In In-App, the user is in a different scenario: they are not scrolling through a feed, but interacting with the app. This changes the perception of advertising, the level of engagement, and the response to familiar mechanics.

Therefore, it is quite possible that a link that is tired on Facebook performs well in In-App, not because it has “resurrected,” but because it has entered a different environment and reached a different audience.

That's why In-App should not be seen as a replacement for Facebook, but rather as a way to extend the life of working hypotheses and scale experiences beyond a single source.
So is In-App harder or not?
To be blunt, no - it's not more difficult. It's just different.

This wording is important because it removes two extremes that buyers often fall into:

Underestimating the source - when it seems that you can "just pour it in" and get the same result
Overestimation — when In-App is perceived as something so complex that it is better not to start
at all Both extremes get in the way.

In-App doesn't require magic.

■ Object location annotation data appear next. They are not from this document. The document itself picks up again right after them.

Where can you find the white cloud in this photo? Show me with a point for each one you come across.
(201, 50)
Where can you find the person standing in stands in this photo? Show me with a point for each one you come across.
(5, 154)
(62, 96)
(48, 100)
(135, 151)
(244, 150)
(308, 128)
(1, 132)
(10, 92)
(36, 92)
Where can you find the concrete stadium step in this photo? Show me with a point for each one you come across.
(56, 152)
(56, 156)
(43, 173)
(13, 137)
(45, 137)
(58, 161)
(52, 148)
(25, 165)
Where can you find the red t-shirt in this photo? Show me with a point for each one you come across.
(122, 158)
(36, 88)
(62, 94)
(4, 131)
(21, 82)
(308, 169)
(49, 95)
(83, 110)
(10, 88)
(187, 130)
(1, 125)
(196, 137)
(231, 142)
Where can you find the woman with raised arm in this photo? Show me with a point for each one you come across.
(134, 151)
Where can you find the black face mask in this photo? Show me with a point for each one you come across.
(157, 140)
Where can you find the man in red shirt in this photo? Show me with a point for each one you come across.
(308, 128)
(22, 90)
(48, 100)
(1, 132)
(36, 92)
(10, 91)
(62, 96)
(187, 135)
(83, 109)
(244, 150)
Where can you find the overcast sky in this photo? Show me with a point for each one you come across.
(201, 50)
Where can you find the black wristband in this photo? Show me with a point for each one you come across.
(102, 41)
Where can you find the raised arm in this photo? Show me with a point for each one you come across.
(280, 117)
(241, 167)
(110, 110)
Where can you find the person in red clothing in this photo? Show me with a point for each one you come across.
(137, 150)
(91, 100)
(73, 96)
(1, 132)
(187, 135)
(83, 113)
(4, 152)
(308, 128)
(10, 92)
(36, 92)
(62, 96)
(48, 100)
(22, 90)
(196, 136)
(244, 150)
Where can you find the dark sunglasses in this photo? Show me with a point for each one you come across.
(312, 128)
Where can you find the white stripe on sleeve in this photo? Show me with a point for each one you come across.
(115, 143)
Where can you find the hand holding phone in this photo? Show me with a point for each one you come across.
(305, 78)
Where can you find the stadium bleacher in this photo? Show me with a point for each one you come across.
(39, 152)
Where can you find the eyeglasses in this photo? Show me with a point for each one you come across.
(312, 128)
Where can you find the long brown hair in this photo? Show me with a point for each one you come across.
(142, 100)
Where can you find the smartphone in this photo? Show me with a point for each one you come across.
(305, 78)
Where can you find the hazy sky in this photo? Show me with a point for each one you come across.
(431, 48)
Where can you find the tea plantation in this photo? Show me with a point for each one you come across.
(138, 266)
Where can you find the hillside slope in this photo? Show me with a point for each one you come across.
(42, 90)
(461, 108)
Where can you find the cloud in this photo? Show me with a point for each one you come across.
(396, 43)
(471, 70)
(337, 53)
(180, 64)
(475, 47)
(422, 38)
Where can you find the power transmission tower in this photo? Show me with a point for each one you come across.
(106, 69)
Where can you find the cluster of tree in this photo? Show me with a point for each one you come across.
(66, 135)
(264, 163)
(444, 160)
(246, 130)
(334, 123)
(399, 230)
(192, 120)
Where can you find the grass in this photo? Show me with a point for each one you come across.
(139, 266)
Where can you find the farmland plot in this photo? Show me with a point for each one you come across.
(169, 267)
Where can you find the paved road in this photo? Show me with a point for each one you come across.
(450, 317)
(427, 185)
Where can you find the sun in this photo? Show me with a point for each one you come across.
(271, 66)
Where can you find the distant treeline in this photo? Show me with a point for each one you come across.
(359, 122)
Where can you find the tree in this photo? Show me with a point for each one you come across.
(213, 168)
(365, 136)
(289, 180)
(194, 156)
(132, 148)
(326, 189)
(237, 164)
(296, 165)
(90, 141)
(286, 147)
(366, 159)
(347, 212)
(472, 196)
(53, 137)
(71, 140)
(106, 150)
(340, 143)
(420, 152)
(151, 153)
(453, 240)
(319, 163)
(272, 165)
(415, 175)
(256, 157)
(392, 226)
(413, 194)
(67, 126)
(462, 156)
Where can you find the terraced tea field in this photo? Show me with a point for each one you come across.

It requires adaptation. You don't need to forget all your previous experience. You need to reconfigure the logic of your work for a different type of data, a different inventory, and a different role for creativity. If your team understands this, there are no fundamental barriers to entry.

Because the database is already there:
  • working bundles
  • funnels
  • understanding tests
  • the habit of counting results by numbers rather than by “feeling”

This means that the task is to learn how to work with a new source without breaking what is already working.
Conclusion
The main mistake when moving from Facebook to In-App is to think that you are entering a completely unfamiliar ecosystem where all your previous experience is wiped out. In fact, the opposite is true: it is your Facebook experience that gives you the chance to enter In-App faster and more meaningfully than you expect.

Yes, there are differences. In Facebook, you rely more on the algorithm and targeting. In In-App, you rely on creativity, formats, and tests. In Facebook, the system knows the user better. In In-App, you have to work more precisely with hooks and respond faster to signals. But this doesn't make the source "more difficult." It makes it different.

Therefore, the correct way to enter In-App is not to “build a new life from scratch,” but to take what already works, adapt it to the new environment, and start testing. The best way to do this is with Profit Rental’s agency accounts for In-App.